Invasive lobular carcinoma with extracellular mucin (ILCEM): clinicopathologic and molecular characterization of a rare entity

Abstract

AbstractInvasive lobular carcinoma with extracellular mucin (ILCEM) is a rare histologic subtype of breast cancer. Little is known about the pathologic or genomic signatures that distinguish ILCEM from classic invasive lobular carcinoma (ILC) or mucinous carcinoma. We studied 17 breast cancers with lobular morphology and extracellular mucin. Thirteen tumors with sufficient tissue for DNA extraction were analyzed by a next generation sequencing (NGS) assay that interrogates 447 genes for mutations and copy number variations (CNVs). Median patient age was 66 yrs (range: 31–77 yrs). Sixteen patients presented with masses, 7 of which were >2 cm. Seven patients had lymph node metastases. The cases of ILCEM were moderately (n = 13) or poorly differentiated (n = 4), frequently exhibiting variant morphology that has not been previously described or emphasized, including grade 3 nuclei (n = 11), diffuse signet ring cells (n = 10), solid growth (n = 4), tumor necrosis (n = 3) or apocrine features (n = 2). All tumors showed absent or reduced membranous E-cadherin expression. Concurrent lobular carcinoma in situ (LCIS) was seen in 11/17 cases, 1 of which was a striking example of signet ring cell LCIS with extracellular mucin. Receptor profiles were ER+/HER2− (n = 15) and ER+/HER2+ (n = 2).
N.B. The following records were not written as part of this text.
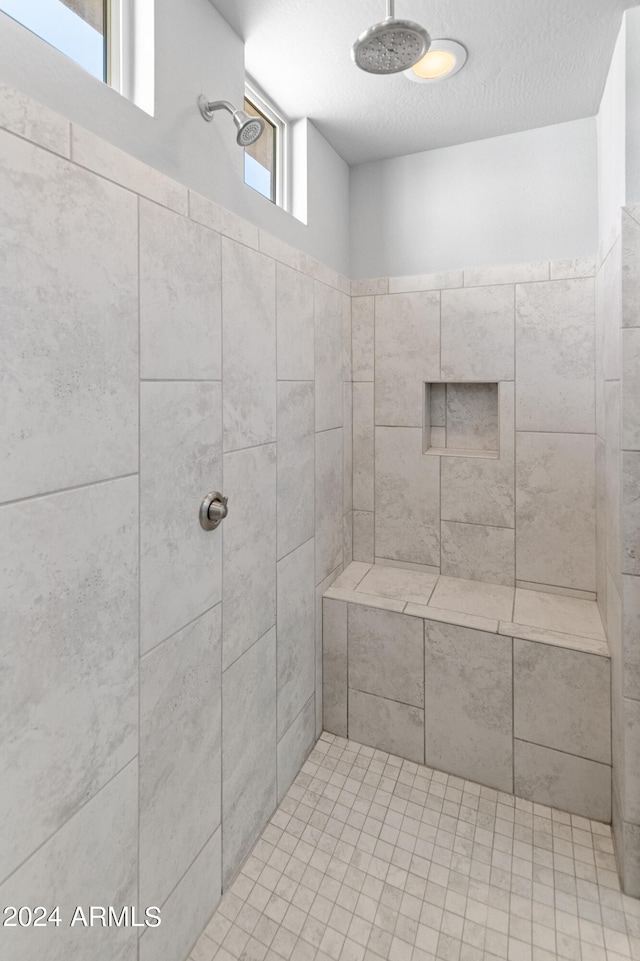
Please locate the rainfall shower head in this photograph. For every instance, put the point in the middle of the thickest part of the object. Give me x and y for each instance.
(249, 128)
(391, 45)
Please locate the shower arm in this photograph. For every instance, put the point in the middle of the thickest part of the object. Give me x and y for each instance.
(207, 108)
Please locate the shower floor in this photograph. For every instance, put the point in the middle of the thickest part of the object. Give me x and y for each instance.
(371, 857)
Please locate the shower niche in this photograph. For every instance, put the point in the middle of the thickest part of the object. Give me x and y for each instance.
(461, 419)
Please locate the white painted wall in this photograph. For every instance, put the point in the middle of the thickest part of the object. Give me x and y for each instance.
(521, 197)
(196, 52)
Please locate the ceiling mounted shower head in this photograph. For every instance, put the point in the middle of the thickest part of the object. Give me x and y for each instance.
(249, 128)
(391, 45)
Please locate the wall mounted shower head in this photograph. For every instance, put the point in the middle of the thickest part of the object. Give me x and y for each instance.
(249, 128)
(391, 45)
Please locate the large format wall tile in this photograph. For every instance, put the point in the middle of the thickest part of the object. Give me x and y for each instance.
(296, 644)
(363, 443)
(334, 667)
(362, 326)
(69, 340)
(295, 458)
(248, 750)
(180, 753)
(91, 860)
(188, 908)
(478, 552)
(328, 502)
(328, 356)
(249, 549)
(477, 334)
(562, 699)
(386, 654)
(180, 297)
(180, 460)
(562, 781)
(555, 509)
(555, 356)
(249, 346)
(407, 491)
(631, 512)
(407, 355)
(468, 704)
(387, 725)
(294, 308)
(70, 656)
(481, 490)
(294, 746)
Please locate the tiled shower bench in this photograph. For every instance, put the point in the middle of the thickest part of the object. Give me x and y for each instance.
(506, 687)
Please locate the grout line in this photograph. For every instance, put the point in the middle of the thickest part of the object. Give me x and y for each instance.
(66, 490)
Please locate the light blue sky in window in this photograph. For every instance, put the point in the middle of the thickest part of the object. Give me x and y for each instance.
(256, 175)
(62, 28)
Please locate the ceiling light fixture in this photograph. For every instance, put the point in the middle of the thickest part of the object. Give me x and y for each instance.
(443, 60)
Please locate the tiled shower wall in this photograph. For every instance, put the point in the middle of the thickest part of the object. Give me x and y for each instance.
(161, 685)
(618, 516)
(526, 518)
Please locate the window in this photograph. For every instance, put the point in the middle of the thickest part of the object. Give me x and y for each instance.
(265, 160)
(111, 39)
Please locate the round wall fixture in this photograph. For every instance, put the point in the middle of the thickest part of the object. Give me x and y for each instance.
(444, 58)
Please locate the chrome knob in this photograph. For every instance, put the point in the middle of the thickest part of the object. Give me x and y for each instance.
(213, 510)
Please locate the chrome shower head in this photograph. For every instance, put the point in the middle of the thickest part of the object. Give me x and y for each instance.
(391, 45)
(249, 128)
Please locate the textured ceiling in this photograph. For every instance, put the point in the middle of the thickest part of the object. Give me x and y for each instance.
(531, 63)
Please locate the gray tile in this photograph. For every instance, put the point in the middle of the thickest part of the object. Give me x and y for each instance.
(631, 512)
(468, 704)
(477, 552)
(296, 465)
(180, 753)
(294, 746)
(415, 587)
(631, 389)
(407, 527)
(363, 444)
(91, 860)
(472, 416)
(180, 297)
(562, 781)
(328, 356)
(630, 271)
(249, 337)
(347, 447)
(482, 491)
(334, 667)
(363, 536)
(362, 327)
(555, 350)
(296, 643)
(562, 700)
(180, 460)
(248, 750)
(509, 274)
(188, 908)
(555, 509)
(69, 324)
(473, 597)
(386, 655)
(295, 324)
(407, 346)
(69, 611)
(387, 725)
(477, 334)
(249, 549)
(553, 612)
(328, 502)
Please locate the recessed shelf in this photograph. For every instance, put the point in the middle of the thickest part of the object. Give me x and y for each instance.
(461, 420)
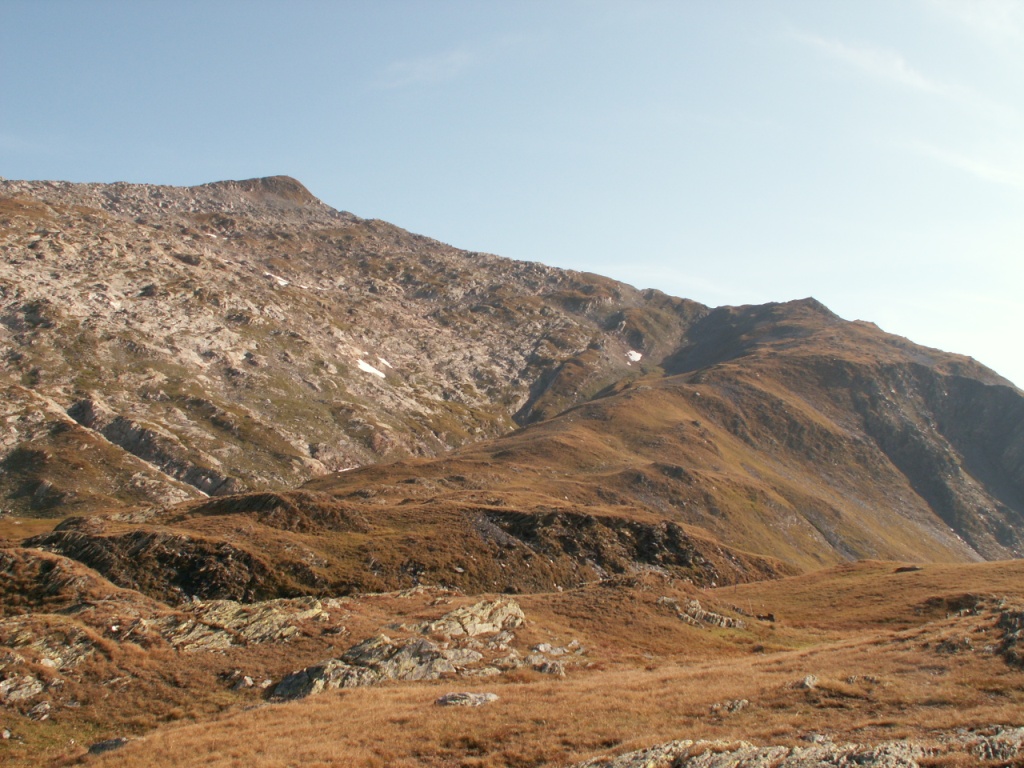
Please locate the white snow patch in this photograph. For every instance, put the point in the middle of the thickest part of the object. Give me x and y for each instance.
(364, 366)
(281, 281)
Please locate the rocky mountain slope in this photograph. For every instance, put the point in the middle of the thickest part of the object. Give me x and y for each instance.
(299, 478)
(163, 344)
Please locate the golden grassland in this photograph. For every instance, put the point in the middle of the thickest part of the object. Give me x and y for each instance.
(872, 637)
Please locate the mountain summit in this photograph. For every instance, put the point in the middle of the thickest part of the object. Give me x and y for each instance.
(166, 344)
(253, 449)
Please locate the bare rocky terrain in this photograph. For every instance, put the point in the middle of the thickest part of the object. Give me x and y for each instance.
(257, 455)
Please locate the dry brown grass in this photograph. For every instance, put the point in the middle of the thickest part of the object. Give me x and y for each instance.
(875, 644)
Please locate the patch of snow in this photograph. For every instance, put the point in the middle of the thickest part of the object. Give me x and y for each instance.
(281, 281)
(364, 366)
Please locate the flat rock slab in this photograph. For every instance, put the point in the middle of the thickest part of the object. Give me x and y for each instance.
(466, 699)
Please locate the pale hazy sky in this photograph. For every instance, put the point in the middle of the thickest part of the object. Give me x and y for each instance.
(867, 154)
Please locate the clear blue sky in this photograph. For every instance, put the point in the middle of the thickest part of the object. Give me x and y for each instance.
(867, 154)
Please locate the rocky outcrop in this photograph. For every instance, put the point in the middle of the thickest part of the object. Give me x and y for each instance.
(486, 617)
(220, 624)
(695, 615)
(462, 652)
(372, 662)
(466, 699)
(998, 744)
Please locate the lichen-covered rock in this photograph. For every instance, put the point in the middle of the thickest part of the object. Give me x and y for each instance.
(485, 617)
(19, 688)
(216, 625)
(466, 699)
(374, 660)
(1004, 744)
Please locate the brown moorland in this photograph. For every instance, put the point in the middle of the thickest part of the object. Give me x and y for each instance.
(249, 439)
(887, 648)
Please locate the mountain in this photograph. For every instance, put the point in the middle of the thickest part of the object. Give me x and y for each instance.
(254, 450)
(167, 344)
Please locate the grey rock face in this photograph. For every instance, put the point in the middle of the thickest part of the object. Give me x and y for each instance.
(486, 617)
(466, 699)
(369, 663)
(216, 339)
(1003, 744)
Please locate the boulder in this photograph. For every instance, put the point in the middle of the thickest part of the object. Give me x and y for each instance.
(374, 660)
(466, 699)
(485, 617)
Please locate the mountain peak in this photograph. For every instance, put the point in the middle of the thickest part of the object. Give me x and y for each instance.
(269, 188)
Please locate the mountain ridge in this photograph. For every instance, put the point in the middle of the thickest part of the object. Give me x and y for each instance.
(238, 309)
With a median follow-up of 83.5 months (range: 3–171 months) in 12 patients with available information, 8 patients had recurrences resulting in 4 cancer-related deaths. The most common CNVs were 16q loss (n = 11) and 1q gain (n = 9). CDH1 gene-level alterations were detected in all but one case, including frameshift (n = 7), nonsense (n = 2), and donor splice site (n = 1) mutations and indels (n = 2). Recurrent mutations were also seen in PIK3CA (n = 3), POLQ (n = 3), TP53 (n = 3), ERBB3 (n = 3), ERBB2 (n = 2), and RUNX1 (n = 2). Genes with recurrent amplifications included GATA3 (n = 4), FOXA1 (n = 3), CCND1 (n = 2). Our data highlights ILCEM as a distinct variant of ILC that often presents with higher-grade and variant morphologic features and is associated with an aggressive clinical course. NGS data support an overall lobular-type molecular profile and reveal potentially targetable alterations in a subset of cases with recurrence.